The clear winners are Cambridge, where applications have gone up by 4.8 per cent, and Oxford, where they have slipped by a mere 2.8 per cent.

That is the good news. The bad news is not so clearly visible in the statistics. It is only when you have gone through the Oxbridge admissions process (as I have just done) that you detect the problem of qualitative decline. It is the decline of standards at the secondary school level which I fear poses the biggest threat to our traditional "centres of excellence".

Let me hasten to add that this decline is far from affecting all schools. On the contrary, there continue to be many - mostly, though far from exclusively, in the independent sector - whose standards are impressively high.

Each year, I examine and interview about 35 applicants who want to read history at my college, of whom about seven or eight are offered places (conditional on good A-level results). You might think such a harsh selection would be difficult to make. But every year I am impressed at how easy the process is. In truth, more than half of those who apply are non-starters. And the shocking thing is the low quality of schooling they have received compared with the seven clear winners.

If I had to pick out one source of this discrepancy, I would blame the rise of what might be called pulp education. The schools that produce the strong candidates are, generally speaking, those that teach the traditional "hard" subjects at A-level. The schools that have opted for "softer" subjects - or trendier A-level boards - gravely handicap their pupils' chances of attending an elite university.

Yet there is no doubt about which way the tide is flowing. Last year's A-level statistics saw a continuing decline in the number of entries for physics and mathematics, of the order of 4 per cent (the previous year the figure was 6 per cent). Entries for psychology rose 13 per cent, while candidates for sports studies went up by more than a third. To put it another way, the total entry for maths and physics was equal to the total entry for communication studies, expressive arts, home economics, media studies, political studies, psychology, sociology and sport.

That has had its effects at university level. Applications for media studies courses rose by 54.5 per cent this year, overtaking demand for maths places.

The implication of this trend for Oxford and Cambridge is clear. So long as we do not offer such superficially alluring courses, our pool of potential applicants seems likely to stagnate, and perhaps even to decline. To give a single example, I know of one applicant this year, offered an unconditional place to read English at Oxford, who is considering turning it down to do media studies at Birmingham instead.

If this becomes more common, the fate of traditional subjects such as classics and chemistry may yet lie in store for all Oxbridge disciplines. The ratio of places to applications in those two subjects already exceeds 60 per cent, so steep has been the decline in the number of applicants.

What this means is that Oxford and Cambridge are becoming increasingly traditionalist institutions, teaching traditional subjects to the best products of traditional schools. Now, that is all right by me. But I am a notorious educational conservative and I suspect it is not all right by most of my colleagues, who harbour the politically correct desire to make the undergraduate body more "socially representative". In the pursuit of this goal, they recently voted overwhelmingly to abolish the entrance examination, one of the last vestiges of the colleges' distinctive admissions system - despite (or perhaps because of) the fact that this will make the process of selection significantly less objective.

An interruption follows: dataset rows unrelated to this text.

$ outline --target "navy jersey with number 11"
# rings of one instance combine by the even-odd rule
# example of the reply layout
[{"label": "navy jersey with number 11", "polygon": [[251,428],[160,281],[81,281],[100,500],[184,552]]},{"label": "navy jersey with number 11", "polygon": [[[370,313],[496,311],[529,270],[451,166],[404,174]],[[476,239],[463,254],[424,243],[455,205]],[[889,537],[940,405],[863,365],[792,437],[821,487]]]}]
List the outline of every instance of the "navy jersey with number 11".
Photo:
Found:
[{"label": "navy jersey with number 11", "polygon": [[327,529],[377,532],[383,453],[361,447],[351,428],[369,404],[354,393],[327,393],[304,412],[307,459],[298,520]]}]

I cannot help wondering with trepidation what fresh "reforms" they will come up with in the new year, once they realise that this alone will not end the over-representation of the traditional (and mostly independent) schools at Oxbridge. Already, we have created a heavily over-subscribed course in economics and management. How long before the cry goes up for a degree course in media studies?

Ah well, I suppose I should look on the bright side. At least I will be well placed to apply for the chair.